The Travels of Robert Longmoor 1773-1810

An artistic rendition of Robert Longmoor

An artistic rendition of Robert Longmoor

Robert Longmoor was a long-serving employee of the Hudson’s Bay Company (HBC), active from approximately 1770 until his retirement in 1810. Though not one of the Company’s most prominent officers, his career reflects the life of many rank-and-file servants who helped sustain the fur trade during a critical period of expansion inland. Longmoor likely entered HBC service from Scotland, and he is first noted in Company records around 1770, a time when the HBC was transitioning from its older model of trading exclusively at the Bay posts to building inland posts and by the 1790s, Longmoor was considered a veteran HBC servant. He continued to serve in the Saskatchewan district and there is no detailed account survives of his final years, but he appears to have spent nearly three decades in the service of the HBC.

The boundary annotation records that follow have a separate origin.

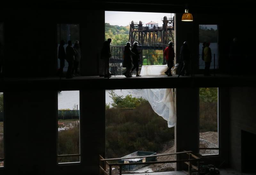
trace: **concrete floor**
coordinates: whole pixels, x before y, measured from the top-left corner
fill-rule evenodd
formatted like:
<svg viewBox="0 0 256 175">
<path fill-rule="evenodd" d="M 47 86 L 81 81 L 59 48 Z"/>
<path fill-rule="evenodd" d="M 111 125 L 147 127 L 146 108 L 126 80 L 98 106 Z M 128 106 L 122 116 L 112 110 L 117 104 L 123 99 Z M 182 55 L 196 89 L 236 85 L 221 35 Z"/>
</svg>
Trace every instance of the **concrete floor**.
<svg viewBox="0 0 256 175">
<path fill-rule="evenodd" d="M 132 174 L 129 174 L 129 175 L 138 175 L 138 174 L 140 175 L 187 175 L 187 174 L 182 171 Z"/>
<path fill-rule="evenodd" d="M 222 169 L 220 170 L 220 175 L 255 175 L 255 173 L 244 173 L 239 172 L 238 171 L 230 169 Z M 182 171 L 159 172 L 151 172 L 139 174 L 130 174 L 129 175 L 187 175 L 184 172 Z"/>
</svg>

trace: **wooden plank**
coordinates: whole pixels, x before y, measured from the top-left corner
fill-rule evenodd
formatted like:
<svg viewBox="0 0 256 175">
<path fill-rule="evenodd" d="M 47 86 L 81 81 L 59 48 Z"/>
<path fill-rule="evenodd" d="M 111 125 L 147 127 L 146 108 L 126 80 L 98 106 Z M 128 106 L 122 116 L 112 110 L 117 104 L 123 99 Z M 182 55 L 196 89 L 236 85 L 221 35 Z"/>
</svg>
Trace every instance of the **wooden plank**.
<svg viewBox="0 0 256 175">
<path fill-rule="evenodd" d="M 196 158 L 196 159 L 200 159 L 200 158 L 199 158 L 199 157 L 197 157 L 197 156 L 196 156 L 196 155 L 194 155 L 194 154 L 191 154 L 191 153 L 187 153 L 187 154 L 190 154 L 190 155 L 191 155 L 191 156 L 192 156 L 193 157 L 194 157 L 194 158 Z"/>
<path fill-rule="evenodd" d="M 102 160 L 104 161 L 109 161 L 109 160 L 122 160 L 122 159 L 135 159 L 135 158 L 143 158 L 144 157 L 156 157 L 157 156 L 169 156 L 170 155 L 175 155 L 177 154 L 184 154 L 184 153 L 191 153 L 192 152 L 192 151 L 183 151 L 183 152 L 178 152 L 177 153 L 170 153 L 170 154 L 155 154 L 155 155 L 152 155 L 152 156 L 138 156 L 136 157 L 125 157 L 125 158 L 112 158 L 112 159 L 100 159 L 100 160 Z"/>
<path fill-rule="evenodd" d="M 189 163 L 188 162 L 185 162 L 184 163 L 188 165 L 189 165 Z M 198 168 L 195 165 L 191 164 L 190 164 L 190 165 L 192 167 L 192 168 L 196 170 L 196 171 L 198 171 Z"/>
</svg>

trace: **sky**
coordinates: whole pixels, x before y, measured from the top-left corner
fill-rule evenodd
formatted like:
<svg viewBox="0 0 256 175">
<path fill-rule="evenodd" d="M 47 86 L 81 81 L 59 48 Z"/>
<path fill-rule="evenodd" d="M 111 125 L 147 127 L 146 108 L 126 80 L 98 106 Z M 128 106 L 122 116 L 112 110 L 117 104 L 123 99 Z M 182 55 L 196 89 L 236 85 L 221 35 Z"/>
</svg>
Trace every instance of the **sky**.
<svg viewBox="0 0 256 175">
<path fill-rule="evenodd" d="M 161 26 L 163 24 L 161 18 L 165 16 L 167 18 L 172 18 L 174 15 L 174 13 L 164 13 L 105 11 L 105 23 L 109 23 L 110 25 L 126 26 L 132 20 L 134 22 L 141 21 L 143 24 L 152 21 Z"/>
</svg>

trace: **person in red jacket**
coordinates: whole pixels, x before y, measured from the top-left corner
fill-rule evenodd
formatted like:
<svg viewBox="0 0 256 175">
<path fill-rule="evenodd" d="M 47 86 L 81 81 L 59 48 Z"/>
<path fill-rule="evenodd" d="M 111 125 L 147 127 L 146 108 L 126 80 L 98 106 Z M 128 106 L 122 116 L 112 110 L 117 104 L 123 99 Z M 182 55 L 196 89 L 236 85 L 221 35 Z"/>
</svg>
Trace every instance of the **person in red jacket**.
<svg viewBox="0 0 256 175">
<path fill-rule="evenodd" d="M 173 65 L 173 60 L 175 57 L 173 48 L 172 48 L 172 42 L 169 42 L 169 46 L 164 49 L 164 57 L 167 61 L 167 65 L 168 68 L 164 73 L 168 76 L 172 76 L 172 74 L 171 72 L 171 69 Z"/>
</svg>

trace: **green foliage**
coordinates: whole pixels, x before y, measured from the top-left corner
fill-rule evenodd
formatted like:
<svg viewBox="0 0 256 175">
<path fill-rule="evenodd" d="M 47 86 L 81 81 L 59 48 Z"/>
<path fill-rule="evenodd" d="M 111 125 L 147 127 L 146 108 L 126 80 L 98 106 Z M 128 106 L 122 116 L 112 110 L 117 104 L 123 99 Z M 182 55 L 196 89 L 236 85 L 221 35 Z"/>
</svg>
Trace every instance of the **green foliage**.
<svg viewBox="0 0 256 175">
<path fill-rule="evenodd" d="M 112 99 L 113 103 L 111 105 L 114 108 L 135 108 L 147 100 L 141 97 L 132 97 L 132 95 L 127 95 L 124 98 L 123 95 L 118 95 L 113 90 L 109 92 L 109 97 Z"/>
<path fill-rule="evenodd" d="M 106 110 L 109 109 L 110 108 L 110 103 L 106 103 L 105 104 L 105 109 Z"/>
<path fill-rule="evenodd" d="M 174 139 L 174 127 L 158 116 L 147 101 L 134 108 L 106 110 L 107 156 L 119 157 L 137 151 L 158 152 Z"/>
<path fill-rule="evenodd" d="M 0 112 L 2 112 L 4 110 L 4 94 L 0 92 Z"/>
<path fill-rule="evenodd" d="M 108 23 L 105 23 L 105 40 L 111 38 L 112 45 L 121 46 L 122 42 L 126 42 L 129 40 L 130 26 L 112 26 Z"/>
<path fill-rule="evenodd" d="M 79 126 L 77 126 L 67 131 L 59 132 L 59 155 L 78 154 L 80 153 Z M 77 158 L 66 157 L 59 159 L 60 162 L 77 161 Z"/>
<path fill-rule="evenodd" d="M 199 89 L 199 131 L 218 131 L 218 88 Z"/>
<path fill-rule="evenodd" d="M 199 98 L 204 102 L 216 103 L 218 100 L 218 88 L 199 88 Z"/>
<path fill-rule="evenodd" d="M 143 51 L 144 55 L 143 58 L 143 65 L 163 64 L 164 58 L 163 50 L 147 49 L 143 50 Z"/>
<path fill-rule="evenodd" d="M 152 109 L 148 102 L 109 93 L 115 107 L 106 109 L 107 156 L 121 157 L 137 151 L 157 152 L 174 138 L 174 128 Z M 132 107 L 132 108 L 130 108 Z"/>
<path fill-rule="evenodd" d="M 218 42 L 218 30 L 212 28 L 207 29 L 199 26 L 199 41 L 200 42 Z"/>
</svg>

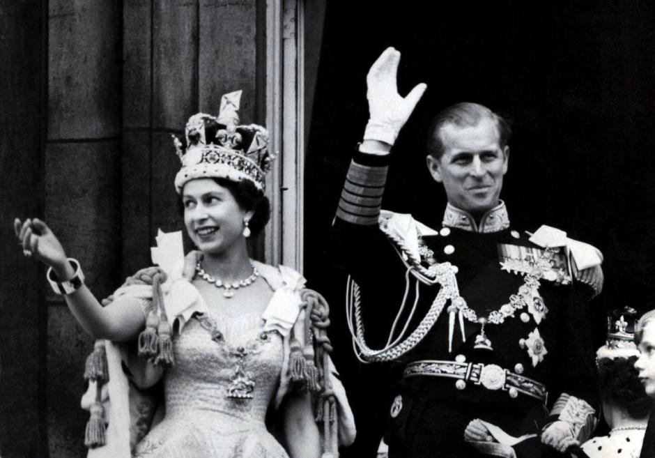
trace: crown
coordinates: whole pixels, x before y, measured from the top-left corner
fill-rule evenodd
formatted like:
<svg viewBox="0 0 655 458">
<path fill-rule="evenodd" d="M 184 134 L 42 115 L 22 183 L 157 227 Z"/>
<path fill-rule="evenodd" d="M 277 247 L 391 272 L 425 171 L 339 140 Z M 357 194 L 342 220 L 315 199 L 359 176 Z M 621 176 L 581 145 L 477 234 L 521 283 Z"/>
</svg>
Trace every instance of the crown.
<svg viewBox="0 0 655 458">
<path fill-rule="evenodd" d="M 190 180 L 224 178 L 249 180 L 263 190 L 265 176 L 275 157 L 268 153 L 268 132 L 256 124 L 239 125 L 241 91 L 221 98 L 217 116 L 198 113 L 185 128 L 187 147 L 175 135 L 174 143 L 182 167 L 175 177 L 178 194 Z"/>
<path fill-rule="evenodd" d="M 639 353 L 635 344 L 636 316 L 637 311 L 631 307 L 612 311 L 608 316 L 607 342 L 596 352 L 599 358 L 628 358 Z"/>
</svg>

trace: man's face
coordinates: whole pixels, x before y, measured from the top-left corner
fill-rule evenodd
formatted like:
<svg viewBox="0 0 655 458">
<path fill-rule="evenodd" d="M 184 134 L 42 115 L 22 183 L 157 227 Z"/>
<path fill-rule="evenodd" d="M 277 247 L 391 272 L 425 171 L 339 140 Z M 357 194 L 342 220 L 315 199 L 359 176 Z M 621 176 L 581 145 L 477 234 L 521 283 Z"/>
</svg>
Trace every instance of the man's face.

Longmoor represents the men who made the Hudson’s Bay Company function. His life was one of endurance, adaptation, and long service in a demanding and often perilous trade. Existing records document his extensive service for the Hudson’s Bay Company from 1771 through at least 1810 but remain silent on his death. Drawing on Manitoba biographical sources – they offer a fuller arc to his life. It states that Longmoor served in several leadership roles: second-in-command at Churchill (1787–1792), became superintendent at York (1793), and later acted as master of the Swan River District. He retired in 1810 and subsequently died on his farm near Montreal presumably sometime later, but the exact year remains unknown.

Datasets for Robert Longmoor’s travels are currently being researched from unpublished journals and other records. The linear data that is being created contain the fields that includes Year, Route, Leg, Departed, Arrived, Origin, and Destination.